GitHub has added per-user AI credit consumption to the Copilot usage metrics API. The new ai_credits_used field shows how many AI credits each user consumed, using the same credit-consumption data that feeds GitHub’s usage-based billing API.
The field is available in single-day and 28-day user-level reports at the enterprise and organization levels. It is a small changelog item, but it answers a growing admin question: once AI coding tools are billed by usage, who is consuming the credits?
That makes Copilot governance more concrete.
Usage-based billing needs usage visibility
GitHub moved Copilot plans to AI Credits on June 1. That shift makes cost less like a fixed seat count and more like a pool of model and feature consumption. Admins need to understand how credits move across teams before a bill arrives or a budget conversation turns vague.
The new field helps connect adoption and consumption. An organization can see whether credit usage is concentrated in one team, spread across a broad developer base, or rising in a way that maps to a product launch, migration, or heavy agent use.
GitHub says the metric is meant for analyzing consumption, not as a billed total. That distinction matters. Finance teams should still rely on billing data for invoices. Engineering and platform teams can use the usage metrics API to understand behavior.
The field is broad by design
GitHub says ai_credits_used is an overall per-user total. It is not currently broken down by feature, model, or surface.
That limitation reduces how precise the metric can be. A user may consume credits through chat, inline edits, agent mode, code review, CLI, or other Copilot surfaces. The API field will show the total, but it will not explain which workflow drove it.
Even so, broad per-user visibility is useful. It gives admins a first-order signal for where to investigate. If one team has unusually high consumption, the next step is not necessarily restriction. It may be training, policy, budget allocation, or a closer look at whether the team is using agent workflows that need guardrails.
Cost governance is becoming product governance
The deeper shift is that AI coding platforms now have an operating layer. Enterprises need to manage seats, permissions, models, data policy, usage, code review, and spend. Copilot credit metrics sit inside that layer.
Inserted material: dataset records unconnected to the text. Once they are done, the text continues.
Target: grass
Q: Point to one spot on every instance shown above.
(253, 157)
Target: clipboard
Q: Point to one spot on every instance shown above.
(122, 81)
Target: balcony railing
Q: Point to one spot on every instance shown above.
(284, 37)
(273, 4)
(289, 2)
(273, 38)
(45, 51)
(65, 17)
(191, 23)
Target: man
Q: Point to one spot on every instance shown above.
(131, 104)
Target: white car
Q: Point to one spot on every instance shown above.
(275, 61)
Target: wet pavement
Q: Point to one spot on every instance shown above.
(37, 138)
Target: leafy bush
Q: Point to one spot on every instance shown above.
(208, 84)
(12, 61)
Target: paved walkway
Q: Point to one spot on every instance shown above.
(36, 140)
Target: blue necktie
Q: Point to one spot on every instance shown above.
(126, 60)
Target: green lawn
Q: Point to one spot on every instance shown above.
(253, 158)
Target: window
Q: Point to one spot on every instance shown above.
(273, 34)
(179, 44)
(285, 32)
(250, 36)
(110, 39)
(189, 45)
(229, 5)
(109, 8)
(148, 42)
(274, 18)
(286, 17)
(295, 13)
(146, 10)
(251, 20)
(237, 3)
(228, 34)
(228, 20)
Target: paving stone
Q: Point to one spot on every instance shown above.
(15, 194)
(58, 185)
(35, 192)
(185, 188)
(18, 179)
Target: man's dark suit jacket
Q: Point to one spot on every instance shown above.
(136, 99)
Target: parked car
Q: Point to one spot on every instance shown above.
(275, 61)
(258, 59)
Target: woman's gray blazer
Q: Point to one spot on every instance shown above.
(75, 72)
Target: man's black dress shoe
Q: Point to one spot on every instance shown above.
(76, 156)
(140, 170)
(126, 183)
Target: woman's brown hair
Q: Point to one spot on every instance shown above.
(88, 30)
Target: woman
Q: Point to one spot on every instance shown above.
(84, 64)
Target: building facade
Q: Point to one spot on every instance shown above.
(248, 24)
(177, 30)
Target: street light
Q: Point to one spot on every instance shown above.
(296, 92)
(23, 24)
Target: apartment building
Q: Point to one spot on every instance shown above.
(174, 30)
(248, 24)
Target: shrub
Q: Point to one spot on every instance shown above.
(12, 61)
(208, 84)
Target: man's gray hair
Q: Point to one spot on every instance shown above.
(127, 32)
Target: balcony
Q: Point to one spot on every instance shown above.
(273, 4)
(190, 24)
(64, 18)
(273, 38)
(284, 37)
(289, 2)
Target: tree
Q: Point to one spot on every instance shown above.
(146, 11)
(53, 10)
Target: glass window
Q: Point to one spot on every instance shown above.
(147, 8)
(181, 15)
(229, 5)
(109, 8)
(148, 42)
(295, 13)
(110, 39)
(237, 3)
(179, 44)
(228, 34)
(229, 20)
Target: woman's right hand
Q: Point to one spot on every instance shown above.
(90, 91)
This also changes how value is argued. A developer tool can no longer be justified only by activation or seat adoption. Teams will increasingly ask what credits produced: pull requests, tests, reviews, migrations, support fixes, or reduced cycle time.
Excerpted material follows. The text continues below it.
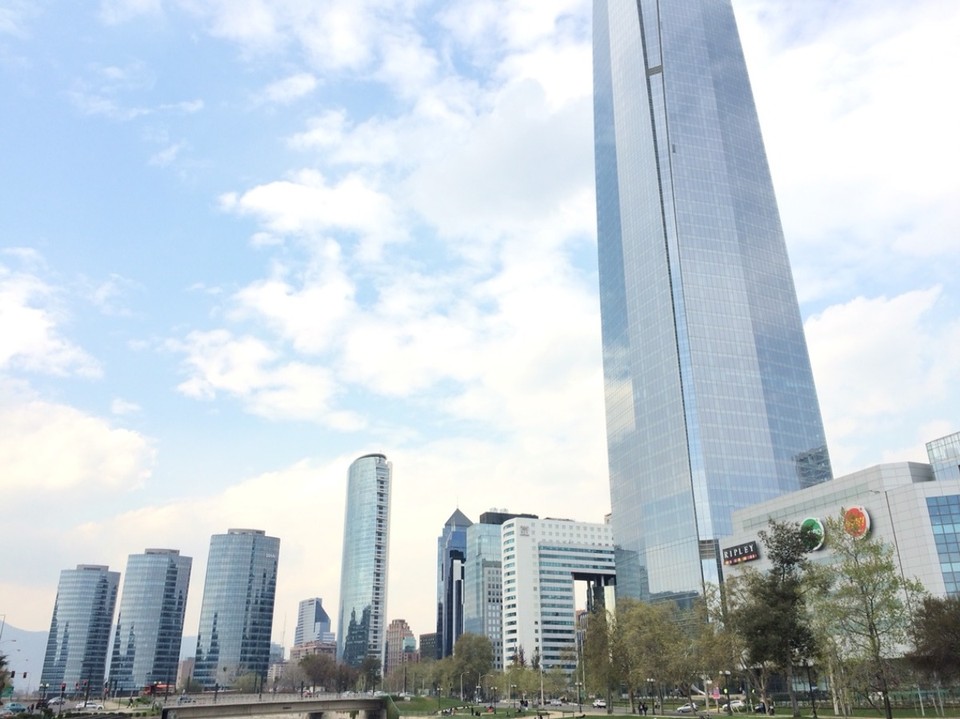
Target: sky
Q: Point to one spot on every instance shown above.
(243, 242)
GitHub’s new field does not answer the value question by itself. It supplies the consumption side of the equation. Teams still need to pair it with engineering outcomes and code quality signals.
The next ask is feature-level cost
The next useful metric would be a breakdown by surface, feature, or model. Admins do not just need to know that a user spent credits. They need to know whether the credits went into high-value agent tasks, casual chat, expensive model choices, or automated workflows that should be scoped.
For now, ai_credits_used is the right starting point. It turns Copilot’s usage-based billing from an abstract plan change into data that enterprise admins can query.